Now we need the column index for getting the specific column for the specific row. We do this by counting all of the previous sibling elements, then adding one. This is because element index selectors are 1 indexed, not 0 indexed:
$result = $xpath->query("//table[#class='mdcTable']/*/td[contains(.,'Latest close')]");
$column_position = count($xpath->query('preceding::*', $result->item(0))) + 1;
echo "Position is: $column_position\n";
Result is:
$ php test.php
Position is: 2
Now we need to get our specific row:
$data_row = $xpath->query("//table[#class='mdcTable']/*/td[starts-with(.,'Closing Arms')]");
echo "Returned {$data_row->length} row(s)\n";
Here we use starts-with, since the row label has a utf-8 symbol in it. This makes it easier. Result so far:
$ php test.php
Returned 4 row(s)
Now we need to use the column index to get the data we want:
$data_row = $xpath->query("//table[#class='mdcTable']/*/td[starts-with(.,'Closing Arms')]/../*[$column_position]");
foreach($data_row as $row) {
echo "{$date},{$row->nodeValue}\n";
}
Result is:
$ php test.php
20110509,1.26
20110509,1.40
20110509,0.32
20110509,1.01
Which can now be written to a file.

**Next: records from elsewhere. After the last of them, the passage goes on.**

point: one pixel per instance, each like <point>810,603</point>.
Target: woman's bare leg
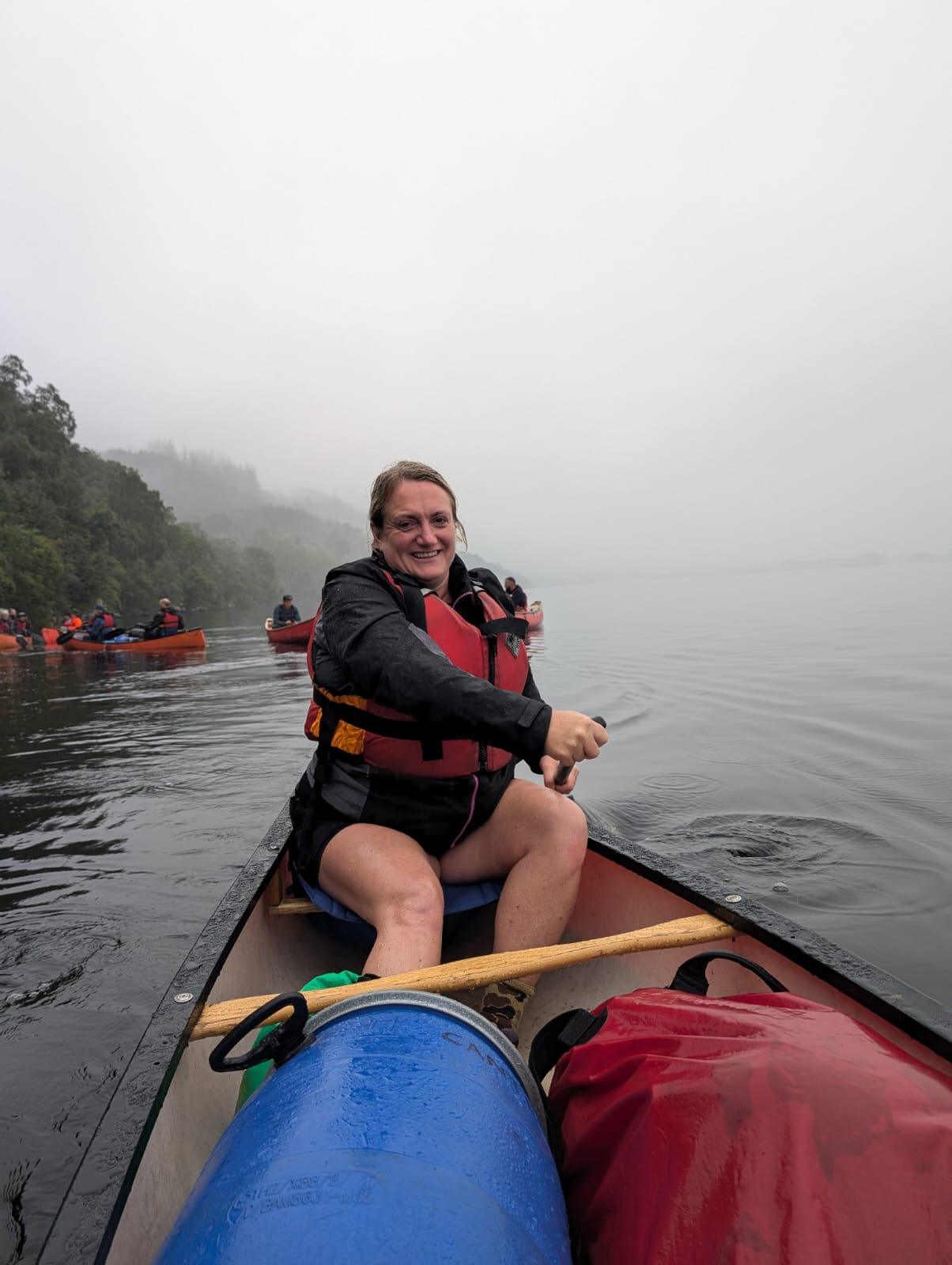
<point>387,879</point>
<point>537,839</point>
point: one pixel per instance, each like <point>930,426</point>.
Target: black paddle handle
<point>565,769</point>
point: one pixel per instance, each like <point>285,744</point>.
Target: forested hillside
<point>228,503</point>
<point>76,527</point>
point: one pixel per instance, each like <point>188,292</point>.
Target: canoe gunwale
<point>90,1214</point>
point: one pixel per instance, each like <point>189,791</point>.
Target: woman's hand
<point>572,737</point>
<point>550,768</point>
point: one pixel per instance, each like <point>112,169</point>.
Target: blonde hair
<point>412,472</point>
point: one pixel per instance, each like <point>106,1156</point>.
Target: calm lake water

Now, we don't have the markets these apply to, so let's go ahead and grab those:
$headings = array();
$market_headings = $xpath->query("//table[#class='mdcTable']/*/td[#class='colhead'][1]");
foreach($market_headings as $market_heading) {
$headings[] = $market_heading->nodeValue;
}
Now we can use a counter to reference which market we're on:
$data_row = $xpath->query("//table[#class='mdcTable']/*/td[starts-with(.,'Closing Arms')]/../*[$column_position]");
$i = 0;
foreach($data_row as $row) {
echo "{$date},{$headings[$i]},{$row->nodeValue}\n";
$i++;
}
The output being:
$ php test.php
20110509,NYSE,1.26
20110509,Nasdaq,1.40
20110509,NYSE Amex,0.32
20110509,NYSE Arca,1.01
Now for your part:
This can be made into a function that takes a date
You'll need code to write out the file. Check out the filesystem functions for hints
This can be made extendible to use different columns and different rows
I'd recommend using the HTML Agility Pack, its a HTML parser which is very handy for finding particular content within a HTML document.